Shackeem Frankson is the quintessential burly prison guard, but when he turned Monday to exchange wedding vows with his longtime girlfriend, Sarah Horton, he had to pause to wipe away the tear that trickled down his cheek.
But no worries — the other eight couples exchanging their own vows at a mass Valentine’s Day wedding outside one of Florida’s most historic mansions were probably too busy to notice.
“It’s all right to be emotional today,” said Frankson, his bride giggling at him being busted, after the ceremony arranged by Palm Beach County Court Clerk Joseph Abruzzo and his staff.
Appropriately, the group ceremony took place on the south lawn of Whitehall, the 75-room, 100,000-square-foot (9,290-square meter) waterside retreat that oil and railroad tycoon Henry Flagler built as a wedding present for his third wife, Mary Lily Kenan Flagler. The Flaglers wintered there beginning in 1902, and it is now the centerpiece of the Flagler Museum. Historians say it cost $4 million ($110 million today) to build. It typically costs $15,000 to get married there, but on this day the only cost was the $86 license fee.
And it was a bright, sunny but chilly for a South Florida morning (62 degrees Fahrenheit, or 17 degrees Celsius) as the couples gathered outside the gates of the two-story neoclassical mansion, its white columns overlooking the crowd. The brides, all in white dresses, stood with their grooms, mostly dressed in dark suits or tuxes. The women were given red long-stem roses; the men were pinned with rose boutonnieres.
Bride-to-be Diana Garcia waited with her fiance, retail manager Sergio Mena, about to culminate their two months of engagement. They met in middle school about a dozen years ago, but only started dating two years ago. They have a 1-year-old son.
Garcia — or Diana Mena as you are reading this — signed up the couple after seeing it promoted on the clerk’s website. It “would be really cool” to get married on Valentine’s Day at such a historic venue.
“It is a special destination — and not at the courthouse,” said Diana Mena, a housekeeper.
For Frankson and the former Ms. Horton, who waited nearby, the ceremony ended a five-year engagement — “we just kept putting it off,” she said. They met online seven years ago.
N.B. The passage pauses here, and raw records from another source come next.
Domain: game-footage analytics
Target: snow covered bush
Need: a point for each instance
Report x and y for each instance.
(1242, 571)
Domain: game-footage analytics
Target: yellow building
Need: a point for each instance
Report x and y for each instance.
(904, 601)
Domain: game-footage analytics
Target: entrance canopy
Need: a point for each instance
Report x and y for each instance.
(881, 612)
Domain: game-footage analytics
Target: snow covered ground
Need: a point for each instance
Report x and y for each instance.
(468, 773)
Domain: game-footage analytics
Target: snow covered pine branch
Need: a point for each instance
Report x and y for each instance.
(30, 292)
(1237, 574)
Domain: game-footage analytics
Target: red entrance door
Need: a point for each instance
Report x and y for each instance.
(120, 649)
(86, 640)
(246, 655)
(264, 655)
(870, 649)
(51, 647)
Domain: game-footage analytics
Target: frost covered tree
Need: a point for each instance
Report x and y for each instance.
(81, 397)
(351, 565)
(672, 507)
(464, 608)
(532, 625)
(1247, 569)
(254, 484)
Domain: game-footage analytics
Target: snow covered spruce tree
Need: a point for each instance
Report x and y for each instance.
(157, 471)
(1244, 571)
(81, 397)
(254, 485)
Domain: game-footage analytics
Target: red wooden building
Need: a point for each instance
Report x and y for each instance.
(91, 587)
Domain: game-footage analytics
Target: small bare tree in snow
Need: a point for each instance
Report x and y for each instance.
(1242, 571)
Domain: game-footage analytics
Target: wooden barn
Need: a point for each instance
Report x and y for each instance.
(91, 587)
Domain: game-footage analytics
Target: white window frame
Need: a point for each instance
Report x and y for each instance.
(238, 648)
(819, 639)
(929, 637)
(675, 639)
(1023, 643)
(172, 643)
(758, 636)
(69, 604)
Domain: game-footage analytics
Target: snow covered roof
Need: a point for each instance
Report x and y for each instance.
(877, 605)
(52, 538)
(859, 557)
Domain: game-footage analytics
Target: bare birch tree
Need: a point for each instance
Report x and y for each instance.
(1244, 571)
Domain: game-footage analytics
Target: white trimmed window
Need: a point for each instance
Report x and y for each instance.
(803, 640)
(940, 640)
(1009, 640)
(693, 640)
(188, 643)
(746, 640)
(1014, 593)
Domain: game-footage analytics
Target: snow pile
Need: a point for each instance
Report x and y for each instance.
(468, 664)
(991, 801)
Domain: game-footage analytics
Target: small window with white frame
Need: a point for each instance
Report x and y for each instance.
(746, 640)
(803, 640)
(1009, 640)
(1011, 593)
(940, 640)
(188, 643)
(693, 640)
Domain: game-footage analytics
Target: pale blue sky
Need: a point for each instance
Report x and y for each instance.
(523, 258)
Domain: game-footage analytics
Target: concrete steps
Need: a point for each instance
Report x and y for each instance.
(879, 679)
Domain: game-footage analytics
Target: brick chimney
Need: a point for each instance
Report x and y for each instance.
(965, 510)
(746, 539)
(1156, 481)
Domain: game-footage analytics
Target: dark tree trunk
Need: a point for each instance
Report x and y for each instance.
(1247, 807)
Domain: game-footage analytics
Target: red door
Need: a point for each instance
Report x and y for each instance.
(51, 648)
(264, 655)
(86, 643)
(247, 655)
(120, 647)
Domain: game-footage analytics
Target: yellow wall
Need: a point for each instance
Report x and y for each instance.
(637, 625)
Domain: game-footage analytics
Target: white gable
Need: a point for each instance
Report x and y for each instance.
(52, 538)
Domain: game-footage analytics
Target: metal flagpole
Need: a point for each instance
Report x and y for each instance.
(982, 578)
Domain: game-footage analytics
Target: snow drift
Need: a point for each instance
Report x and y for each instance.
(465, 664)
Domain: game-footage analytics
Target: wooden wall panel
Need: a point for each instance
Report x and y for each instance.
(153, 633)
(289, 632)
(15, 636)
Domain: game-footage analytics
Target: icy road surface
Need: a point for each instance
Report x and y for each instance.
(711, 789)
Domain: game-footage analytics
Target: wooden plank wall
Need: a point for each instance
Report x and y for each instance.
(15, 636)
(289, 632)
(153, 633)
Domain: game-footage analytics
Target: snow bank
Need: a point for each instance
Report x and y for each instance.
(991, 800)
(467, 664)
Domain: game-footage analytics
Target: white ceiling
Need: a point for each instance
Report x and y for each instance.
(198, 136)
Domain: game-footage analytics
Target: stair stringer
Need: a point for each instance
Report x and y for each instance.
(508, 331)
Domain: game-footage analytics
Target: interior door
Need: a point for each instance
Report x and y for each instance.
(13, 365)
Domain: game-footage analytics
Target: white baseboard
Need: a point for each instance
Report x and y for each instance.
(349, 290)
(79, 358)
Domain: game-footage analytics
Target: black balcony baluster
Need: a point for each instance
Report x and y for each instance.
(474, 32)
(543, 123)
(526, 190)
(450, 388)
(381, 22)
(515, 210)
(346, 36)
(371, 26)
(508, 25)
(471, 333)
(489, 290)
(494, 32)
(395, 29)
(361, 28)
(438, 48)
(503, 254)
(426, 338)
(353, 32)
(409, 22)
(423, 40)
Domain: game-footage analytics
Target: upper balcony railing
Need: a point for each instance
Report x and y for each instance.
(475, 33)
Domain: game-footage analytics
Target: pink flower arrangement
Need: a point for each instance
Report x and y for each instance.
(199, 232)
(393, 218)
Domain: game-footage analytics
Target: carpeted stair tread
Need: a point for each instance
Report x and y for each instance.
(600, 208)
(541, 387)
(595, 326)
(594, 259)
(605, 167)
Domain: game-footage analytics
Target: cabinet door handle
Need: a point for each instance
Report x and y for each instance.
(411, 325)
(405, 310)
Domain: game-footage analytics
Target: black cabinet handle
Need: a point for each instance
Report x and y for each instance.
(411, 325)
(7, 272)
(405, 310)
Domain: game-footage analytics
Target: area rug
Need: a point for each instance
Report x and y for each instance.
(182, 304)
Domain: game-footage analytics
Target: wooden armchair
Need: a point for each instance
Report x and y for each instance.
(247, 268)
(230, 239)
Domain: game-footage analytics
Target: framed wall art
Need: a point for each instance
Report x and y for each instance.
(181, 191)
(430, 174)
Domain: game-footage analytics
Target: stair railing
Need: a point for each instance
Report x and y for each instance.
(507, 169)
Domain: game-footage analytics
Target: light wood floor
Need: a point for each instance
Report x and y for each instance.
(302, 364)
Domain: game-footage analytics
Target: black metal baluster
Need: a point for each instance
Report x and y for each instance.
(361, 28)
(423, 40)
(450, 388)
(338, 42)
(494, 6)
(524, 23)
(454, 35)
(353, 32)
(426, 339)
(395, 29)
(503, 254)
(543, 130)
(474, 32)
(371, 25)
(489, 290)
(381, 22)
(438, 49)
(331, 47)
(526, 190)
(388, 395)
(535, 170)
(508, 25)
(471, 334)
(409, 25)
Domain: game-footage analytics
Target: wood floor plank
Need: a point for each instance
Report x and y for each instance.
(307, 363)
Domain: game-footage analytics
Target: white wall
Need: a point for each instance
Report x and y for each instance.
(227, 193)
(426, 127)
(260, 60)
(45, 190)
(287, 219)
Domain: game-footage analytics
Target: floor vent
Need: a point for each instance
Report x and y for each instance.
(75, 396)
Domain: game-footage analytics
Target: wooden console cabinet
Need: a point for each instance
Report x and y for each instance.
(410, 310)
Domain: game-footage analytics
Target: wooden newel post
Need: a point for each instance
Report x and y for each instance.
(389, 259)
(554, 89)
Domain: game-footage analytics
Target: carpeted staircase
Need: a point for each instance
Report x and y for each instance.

Sarah Frankson, an accounts manager, said she had seen a local TV news story that the clerk’s office was seeking couples for the ceremony, so she signed them up and they were picked. They’d sorta started planning a wedding a couple years ago, but then the COVID-19 pandemic began and it got pushed aside until this opportunity arose.
“It is different,” she said. Frankson added another benefit — there was none of the “hassle” of planning a more traditional wedding. The downside — no families were allowed, including the Franksons’ 5-year-old son, but they could watch the ceremony on Facebook and many had plans for luncheons or receptions after.
Soon, the clerk and museum staff escorted the couples onto the grounds, where Abruzzo awaited them on the portico. The brides were taken stage right, the grooms stage left, then brought back together as recorded violins played.
As the couples stood under stately palm trees with yachts bobbing in the Intracoastal Waterway behind them, Abruzzo presented their vows. He asked them to recite that they would not only love and cherish each other, but give their new spouse “all of my tomorrows.”
For Arielle Agnelli, whose long dress train flowed behind her, and Bryan Arvesu, the ceremony replaced the 150-person one they canceled in August 2020 because of the pandemic. As they waited in the reception area to receive their wedding certificate, they held close when asked what they thought of the ceremony.
“It was amazing and wonderful,” the newly christened Arielle Agnelli-Arvesu said.
They knew they had something special when they met eight years ago at a friend’s house — “the second I saw her,” he said.
They chuckled a bit when they disclosed their occupations — she’s an interior designer, he’s a home renovator.
“It is a TV show in the making!” he joked. Maybe.
Then they and the others were off, some to meet the family members who awaited them outside the mansion’s gates to take them to lunch. And the rest of their lives.